Peraltro, tornando al coinvolgimento del sindacato, esiste già un confronto aperto sulle questioni che riguardano la Valpolcevera e le altre zone interessate da PNRR, Fondo Nazionale Complementare e grandi opere e anche per Fincantieri ribadiamo la necessità di avviare subito un confronto sulla gestione dei lavori previsti dal master plan ed altri interventi quali lo spostamento della ferrovia, le problematiche della viabilità stradale, ma anche e in particolare, come accogliere un ulteriore, notevole incremento degli occupati, in una realtà in cui l’inserimento di lavoratori stranieri è già avvenuto non senza difficoltà.
Diventa importante ricostruire una rete efficace di servizi, a partire dalla casa, alla prima infanzia, ai vari livelli della scuola dell’obbligo, alla sanità, ai trasporti, ai luoghi di aggregazione in cui attraverso progetti di mediazione culturale si possa affrontare il cambiamento peraltro già in atto nel quartiere. Le associazioni di volontariato da sole non possono sobbarcarsi il compito di alfabetizzare il mondo del lavoro.

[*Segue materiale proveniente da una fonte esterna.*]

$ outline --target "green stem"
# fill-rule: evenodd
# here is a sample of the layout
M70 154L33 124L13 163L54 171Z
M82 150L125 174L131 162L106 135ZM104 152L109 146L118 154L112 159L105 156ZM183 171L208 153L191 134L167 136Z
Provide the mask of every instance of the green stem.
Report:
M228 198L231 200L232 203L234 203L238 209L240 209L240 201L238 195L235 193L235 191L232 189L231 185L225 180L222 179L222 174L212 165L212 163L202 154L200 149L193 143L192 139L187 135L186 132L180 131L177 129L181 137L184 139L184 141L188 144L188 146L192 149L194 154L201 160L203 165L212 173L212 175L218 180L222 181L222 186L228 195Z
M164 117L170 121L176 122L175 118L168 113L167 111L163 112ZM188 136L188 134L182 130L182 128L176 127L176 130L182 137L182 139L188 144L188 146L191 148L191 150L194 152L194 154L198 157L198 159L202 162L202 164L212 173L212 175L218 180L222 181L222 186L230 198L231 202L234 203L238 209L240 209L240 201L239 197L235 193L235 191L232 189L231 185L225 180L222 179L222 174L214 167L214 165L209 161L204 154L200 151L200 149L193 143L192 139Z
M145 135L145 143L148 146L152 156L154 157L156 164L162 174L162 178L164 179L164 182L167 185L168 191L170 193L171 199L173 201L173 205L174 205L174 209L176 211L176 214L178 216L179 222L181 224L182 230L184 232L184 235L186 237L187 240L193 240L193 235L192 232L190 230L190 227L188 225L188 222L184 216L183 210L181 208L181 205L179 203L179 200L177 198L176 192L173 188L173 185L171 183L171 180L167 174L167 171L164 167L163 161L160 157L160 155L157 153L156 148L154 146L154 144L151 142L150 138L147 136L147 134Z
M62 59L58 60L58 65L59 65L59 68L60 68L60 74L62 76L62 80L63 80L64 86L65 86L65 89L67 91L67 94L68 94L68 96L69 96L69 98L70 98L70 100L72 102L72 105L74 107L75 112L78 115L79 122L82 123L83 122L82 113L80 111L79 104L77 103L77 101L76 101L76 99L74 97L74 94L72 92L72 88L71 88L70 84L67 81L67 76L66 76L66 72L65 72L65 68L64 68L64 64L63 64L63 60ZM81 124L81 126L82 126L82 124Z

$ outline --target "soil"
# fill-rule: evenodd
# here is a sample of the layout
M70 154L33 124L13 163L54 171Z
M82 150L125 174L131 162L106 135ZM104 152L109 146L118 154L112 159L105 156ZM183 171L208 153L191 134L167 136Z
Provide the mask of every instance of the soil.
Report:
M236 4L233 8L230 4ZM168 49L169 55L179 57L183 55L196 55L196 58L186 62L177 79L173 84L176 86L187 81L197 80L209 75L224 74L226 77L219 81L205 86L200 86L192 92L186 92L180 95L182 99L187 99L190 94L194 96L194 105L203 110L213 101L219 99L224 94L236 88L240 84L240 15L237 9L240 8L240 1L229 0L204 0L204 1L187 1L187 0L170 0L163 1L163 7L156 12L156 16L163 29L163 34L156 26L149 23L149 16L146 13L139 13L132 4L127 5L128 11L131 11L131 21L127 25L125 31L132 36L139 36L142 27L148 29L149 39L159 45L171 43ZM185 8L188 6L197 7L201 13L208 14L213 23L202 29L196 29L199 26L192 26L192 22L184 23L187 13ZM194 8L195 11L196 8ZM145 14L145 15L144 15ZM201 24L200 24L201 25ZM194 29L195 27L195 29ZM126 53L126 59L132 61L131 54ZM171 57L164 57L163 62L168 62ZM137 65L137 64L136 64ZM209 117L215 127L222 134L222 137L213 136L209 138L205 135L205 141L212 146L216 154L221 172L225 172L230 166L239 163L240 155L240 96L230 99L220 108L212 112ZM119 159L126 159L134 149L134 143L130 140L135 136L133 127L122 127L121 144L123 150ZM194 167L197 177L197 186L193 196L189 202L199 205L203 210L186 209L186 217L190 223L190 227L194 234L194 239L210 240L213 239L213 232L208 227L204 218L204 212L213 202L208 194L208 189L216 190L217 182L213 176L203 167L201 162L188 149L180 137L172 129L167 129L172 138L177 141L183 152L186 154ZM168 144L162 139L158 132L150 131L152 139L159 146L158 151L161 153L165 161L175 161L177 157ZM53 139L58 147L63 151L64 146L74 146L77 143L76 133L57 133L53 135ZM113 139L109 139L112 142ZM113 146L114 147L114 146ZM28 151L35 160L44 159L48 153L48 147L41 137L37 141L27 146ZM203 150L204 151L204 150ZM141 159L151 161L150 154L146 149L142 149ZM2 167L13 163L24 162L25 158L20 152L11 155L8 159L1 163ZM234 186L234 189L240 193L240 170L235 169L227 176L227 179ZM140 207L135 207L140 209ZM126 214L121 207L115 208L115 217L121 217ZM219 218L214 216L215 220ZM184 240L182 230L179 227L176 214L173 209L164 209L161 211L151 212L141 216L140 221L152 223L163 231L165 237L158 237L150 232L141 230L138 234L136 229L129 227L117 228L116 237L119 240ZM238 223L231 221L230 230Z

Deve essere avviata la contrattazione sociale territoriale, per affrontare questi ed altri problemi che emergeranno, sapendo che siamo già in ritardo e riteniamo che la vigilanza armata non rappresenti lo strumento con cui si garantisce la convivenza in un quartiere così eterogeneo. Piuttosto, troviamo insufficiente il master plan che dedica al quartiere parcheggi e sottopassi, ma non menziona minimamente “le persone”, le scuole o i servizi sanitari. Questo elemento, insieme alla costruzione di un sistema di welfare che tenga conto delle mutate necessità, è una strada ineludibile che conduce in modo corretto allo sviluppo di un quartiere nel quale a vincere sia l’integrazione.